Innovation is a Matter of Technology Transfer

Our Subject-Matter Expert Benoit Chevalier shares his take on corporate innovation and what it takes to make it successful.


Technology transfer is a fractal phenomenon. At all scales of an economic ecosystem, it creates the same problem: how to bridge the trust gap between buyer and seller, which some have often used to call the “valley of death” to emphasize that it was associated with the investment risk to be taken? 


When I was in the technology transfer office of a large French research centre, our mission was to find industrial companies interested in patented technologies developed upstream by our scientific teams, based on a mixture of program directions, market trends, researcher affinities and state strategies. As a result, we often came up with something unexpected for manufacturers, pushed to develop of a minimum viable product (MVP) to reduce the risk to be taken as much as possible. No need to say that the successful transfer rate was low for a very high cost on the research centre. A kind of bet taken, where you leave with your tanker truck to cross the valley of death hoping to have a gas station at the other end. A journey which was often a one-way trip (putting the whole office in danger) and which discouraged many initiatives. 


Subsequently, I have seen this pattern repeated in different situations, between customers and software companies, between startups and large companies and within a company itself. Indeed, I saw a parallel with centralized innovation departments, developing new concepts and then offering them to factories or production centres. And always this phenomenon of reserve in the face of an unexpected object more or less shaking up routines and procedures for an underestimated benefit and a cost that always seems too high at the start. The problem was there, a development of linear and unidirectional innovation which maximizes the risk on the decision of the customer, whether it is internal or external to the organization. 


In terms of external technology transfers, things have changed. From my point of view, by the initiatives of American universities to find solutions to compensate for the drop in federal budgets and to maintain their income from patent licenses (these had exploded from the Bayh-Dole Act, American law of 1980 aimed at promoting “technology transfer” through patents, but had seriously begun to run out of steam since the 2000s) and the emergence of the concept of open innovation. The creation of the Penn Center for Innovation in the United States, to optimize technology transfer from the University of Pennsylvania, is a good example. Innovation and its transfer are now a circular process. The acquirer of the technology must be upstream of the project, even before having coded, tested, designed or transformed anything. The goal? Guarantee as much as possible an outlet on the market for the results of the project, whether research or innovation. Thus, we cultivate business relationships and we co-innovate with customers (customer-centric innovation), the crowd (crowdsourcing innovation), licensees (co-innovation) so that they become stakeholders in the process. The gas station has just given us its GPS coordinates! 

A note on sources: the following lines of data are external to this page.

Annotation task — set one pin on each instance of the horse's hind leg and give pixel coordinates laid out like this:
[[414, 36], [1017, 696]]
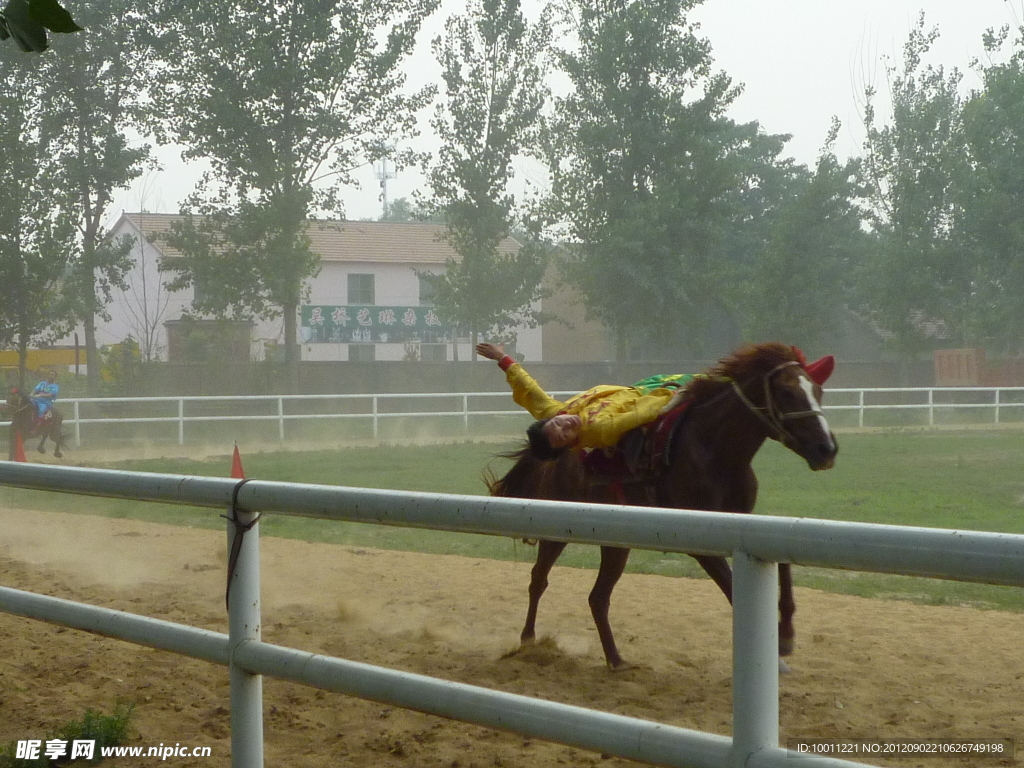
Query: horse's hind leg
[[786, 607], [718, 568], [612, 564], [547, 553]]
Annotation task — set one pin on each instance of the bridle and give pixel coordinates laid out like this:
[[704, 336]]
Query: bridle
[[770, 415]]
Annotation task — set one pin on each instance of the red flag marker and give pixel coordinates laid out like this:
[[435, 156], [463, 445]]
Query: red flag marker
[[237, 471]]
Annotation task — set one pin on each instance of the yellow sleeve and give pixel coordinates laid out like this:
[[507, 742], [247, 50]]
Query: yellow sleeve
[[526, 392]]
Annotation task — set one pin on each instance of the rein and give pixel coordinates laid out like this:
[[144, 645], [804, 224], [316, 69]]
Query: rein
[[769, 414]]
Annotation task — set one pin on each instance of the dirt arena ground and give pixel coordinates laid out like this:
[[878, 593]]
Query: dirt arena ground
[[862, 668]]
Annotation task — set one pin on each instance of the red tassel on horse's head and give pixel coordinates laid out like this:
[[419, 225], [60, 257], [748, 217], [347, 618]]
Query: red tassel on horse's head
[[820, 370]]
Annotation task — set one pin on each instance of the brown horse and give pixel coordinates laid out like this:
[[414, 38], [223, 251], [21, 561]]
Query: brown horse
[[761, 391], [22, 413]]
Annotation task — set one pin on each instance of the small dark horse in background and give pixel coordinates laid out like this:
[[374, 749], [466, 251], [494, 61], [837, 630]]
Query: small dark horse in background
[[22, 412], [761, 391]]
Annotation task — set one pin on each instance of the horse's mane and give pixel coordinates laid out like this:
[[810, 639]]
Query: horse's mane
[[560, 478], [747, 363]]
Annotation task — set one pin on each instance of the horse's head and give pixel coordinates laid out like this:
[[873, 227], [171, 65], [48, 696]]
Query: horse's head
[[779, 387]]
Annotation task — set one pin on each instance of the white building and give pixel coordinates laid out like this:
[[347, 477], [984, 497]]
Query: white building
[[368, 302]]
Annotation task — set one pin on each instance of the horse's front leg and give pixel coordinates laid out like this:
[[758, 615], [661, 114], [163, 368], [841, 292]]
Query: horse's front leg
[[786, 607], [547, 553], [612, 564]]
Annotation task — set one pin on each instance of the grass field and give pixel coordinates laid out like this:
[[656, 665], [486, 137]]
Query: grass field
[[968, 480]]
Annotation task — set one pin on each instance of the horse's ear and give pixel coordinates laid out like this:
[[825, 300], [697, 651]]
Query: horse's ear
[[820, 370]]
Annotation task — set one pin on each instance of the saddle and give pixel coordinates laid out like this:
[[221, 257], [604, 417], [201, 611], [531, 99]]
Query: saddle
[[640, 457]]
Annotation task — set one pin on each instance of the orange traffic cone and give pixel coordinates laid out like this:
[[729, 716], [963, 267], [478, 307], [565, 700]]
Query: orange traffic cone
[[237, 471]]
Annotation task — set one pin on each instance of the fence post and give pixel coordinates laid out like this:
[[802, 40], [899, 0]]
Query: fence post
[[755, 656], [243, 627]]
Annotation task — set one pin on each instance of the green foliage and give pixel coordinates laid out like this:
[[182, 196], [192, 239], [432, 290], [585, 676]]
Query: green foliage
[[494, 89], [37, 226], [648, 176], [911, 167], [94, 93], [28, 20], [797, 287], [120, 367], [988, 301], [105, 730], [285, 101]]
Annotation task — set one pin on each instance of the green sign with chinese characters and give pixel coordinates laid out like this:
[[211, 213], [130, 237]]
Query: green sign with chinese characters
[[326, 324]]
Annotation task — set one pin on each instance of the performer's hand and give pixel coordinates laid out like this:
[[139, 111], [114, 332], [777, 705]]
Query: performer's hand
[[488, 350]]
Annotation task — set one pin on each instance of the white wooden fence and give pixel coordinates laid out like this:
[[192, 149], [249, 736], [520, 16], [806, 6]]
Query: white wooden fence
[[755, 542], [987, 404]]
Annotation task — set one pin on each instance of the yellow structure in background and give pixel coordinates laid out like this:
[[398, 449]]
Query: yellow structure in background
[[62, 357]]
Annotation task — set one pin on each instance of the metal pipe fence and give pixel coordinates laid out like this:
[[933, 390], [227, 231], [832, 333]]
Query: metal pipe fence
[[184, 416], [756, 544]]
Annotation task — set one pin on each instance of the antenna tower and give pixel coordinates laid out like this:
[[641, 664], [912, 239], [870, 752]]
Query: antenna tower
[[383, 174]]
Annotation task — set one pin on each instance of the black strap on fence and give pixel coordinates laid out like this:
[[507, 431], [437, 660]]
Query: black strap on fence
[[240, 530]]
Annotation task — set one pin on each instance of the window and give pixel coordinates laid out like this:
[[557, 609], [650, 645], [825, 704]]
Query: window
[[360, 290], [361, 352], [433, 352], [428, 290]]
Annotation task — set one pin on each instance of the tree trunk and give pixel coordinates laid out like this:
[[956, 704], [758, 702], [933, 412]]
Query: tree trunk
[[92, 361], [293, 352], [622, 348]]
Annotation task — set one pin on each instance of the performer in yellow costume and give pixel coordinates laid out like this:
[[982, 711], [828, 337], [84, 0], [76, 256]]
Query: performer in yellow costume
[[597, 418]]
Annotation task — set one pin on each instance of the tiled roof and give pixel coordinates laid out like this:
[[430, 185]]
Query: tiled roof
[[377, 242]]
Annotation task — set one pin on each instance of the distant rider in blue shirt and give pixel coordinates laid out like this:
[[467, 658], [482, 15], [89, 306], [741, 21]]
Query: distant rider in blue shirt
[[44, 394]]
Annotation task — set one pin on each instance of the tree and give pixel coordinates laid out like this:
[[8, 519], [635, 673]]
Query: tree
[[492, 65], [285, 102], [986, 283], [911, 168], [28, 20], [800, 280], [37, 235], [643, 166], [94, 93]]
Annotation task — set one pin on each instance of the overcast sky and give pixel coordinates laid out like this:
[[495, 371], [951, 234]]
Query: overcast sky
[[801, 61]]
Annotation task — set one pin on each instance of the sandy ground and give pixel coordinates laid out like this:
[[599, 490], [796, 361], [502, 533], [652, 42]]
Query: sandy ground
[[862, 668]]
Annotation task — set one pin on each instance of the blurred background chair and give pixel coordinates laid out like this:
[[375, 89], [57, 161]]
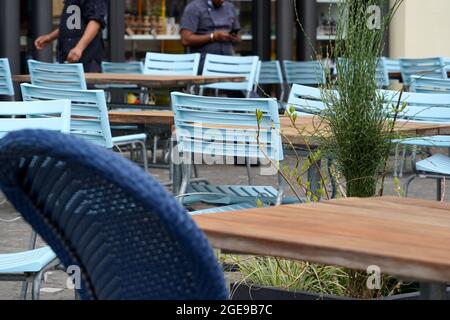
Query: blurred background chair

Applying this to internal innovation programs and their operating model, it comes down to finding the candidates (plants, business units, departments) to integrate innovation before the project even begins, in order to engage them (conceptually, financially, organizational wise). Because if there is something that still hinders internal innovation, it is the lack of governance and the lack of resources in the face of risk taking. From there, more ambitious models can be applied, with for example the pooling of a project between different entities of a group to share the benefits and the risks. Imagine! An innovation project manager could propose to develop a project on a strong and transversal theme, such as additive manufacturing for example, by including several factories and business units which would benefit from all the knowledge and results in return for freeing up resources. By rebound effect, other ideas can arise along the way, the PoC would be integrated into a production chain and above all the learning capacity of the organization would be stimulated. 


I finally come to the conclusion of my speech. The gradual evolution of the project manager or innovation manager towards a role close to business developers, in order to comply with these new practices. Transversal, orchestrator, he must now know how to sell his project internally, market it and have a high-level vision to optimize the use of heterogeneous resources. He must also be able to coordinate ideas and teams in order to create new solutions within a company. Innovation department needs business developers and a frequent staff turnover. 


Convincing someone to take a risk will always remain complicated, and somewhere that is what gives it value. But it is not forbidden to find solutions, and playing on the human rather than on the process can sometimes pay off.